Immer mehr Wirtschafts-Propheten blasen Trübsal. Und immer deutlicher wird die Kritik an der vermeintlichen Untätigkeit der Bonner Konjunkturpolitik und an der angeblichen Unvernunft der Bundesbank-Geldpolitik. Berechtigt ist diese Kritik indes sowenig wie der Pessimismus; auf den sie sich beruft

Was ist es eigentlich, das die Deutschen, insbesondere Wirtschaftsforscher, Konjunkturpolitiker und Arbeitsmarktexperten unter ihnen, so sehr quält – ist es der miese Sommer, oder der näherrückende Termin der Bundestagswahl? Es muß doch eine Ursache haben, daß sie ohne einen einzigen wirklich triftigen Grund wieder einmal schwarz sehen: Die Heere der Arbeitslosen, die sie vor ihren umflorten Augen dahermarschieren sehen, werden immer größer, die Wachstumsaussichten immer kleiner, die für einen Teil der Konjunkturpolitik verantwortlichen Männer der Bundesbank immer dümmer und die zuständigen Bonner Fiskalpolitiker immer fauler.

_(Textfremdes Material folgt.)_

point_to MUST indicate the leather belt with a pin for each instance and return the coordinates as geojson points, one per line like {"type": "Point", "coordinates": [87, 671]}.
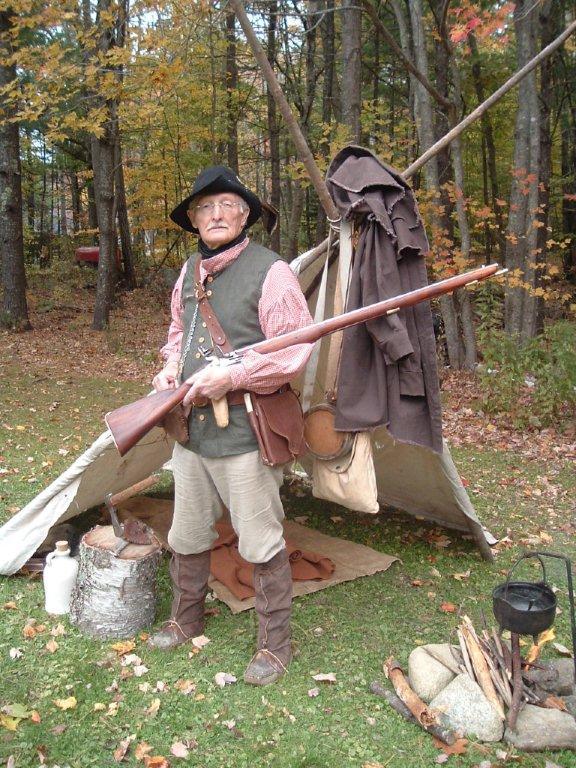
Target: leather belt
{"type": "Point", "coordinates": [235, 397]}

Es müsse, so meinen sie, schleunigst etwas geschehen, und zwar eine Menge. Die von der Bundesbank festgesetzten sogenannten Leitzinsen müßten runter, und die Bundesregierung müsse schnell einmal wieder ein neues Konjunkturprogramm aus den Schubladen ziehen, um die wirtschaftliche Entwicklung zu beleben und neue Arbeitsplätze zu schaffen – dabei könnten selbst die besten Fachleute kam noch die Frage beantworten, um das wievielte Konjunkturprogramm seit 1974/75 es sich dann handeln würde.

Hysterie geht um. Sie scheint zum deutschen Nationalcharakter zu gehören, falls es denn so etwas wie einen Nationalcharakter überhaupt gibt. Gewiß, es existieren Probleme. Die Konjunktur hat, wie es neuerdings heißt, „eine Delle bekommen“; das Wachstum der Wirtschaft, das im ersten Vierteljahr mit einem Zuwachs des sogenannten realen Bruttosozialprodukts – schlicht übersetzt: unserer wirtschaftlichen Leistung – von fünfeinhalb Prozent extrem hoch war, dürfte übers ganze Jahr bei knapp drei Prozent liegen – diese Zahl läge über fast allen früheren Erwartungen.

Im kommenden Jahr wird es dann ein wenig bescheidener zugehen. Daß wir dann aber gar eine Rezession bekommen könnten statt eines Wachstums des Sozialprodukts, mithin also dessen Minderung gegenüber dem laufenden Jahr, glaubt eigentlich nur ein Konjunkturforschungs-Fähnlein in Kiel. Das gleiche haben sie uns schon für dieses Jahr geweissagt, und irgendwann, zum Donnerwetter nochmal, wollen die Jungs doch mal recht behalten. Sie werden es nicht – es sei denn infolge von Ereignissen, die, da nicht kalkulierbar, als prognostischer Parameter untauglich sind. Die Regel, daß, wenn der Himmel einstürzt, alle Spatzen tot sind, eignet sich nicht als Basis ökonomischer Berechnungen.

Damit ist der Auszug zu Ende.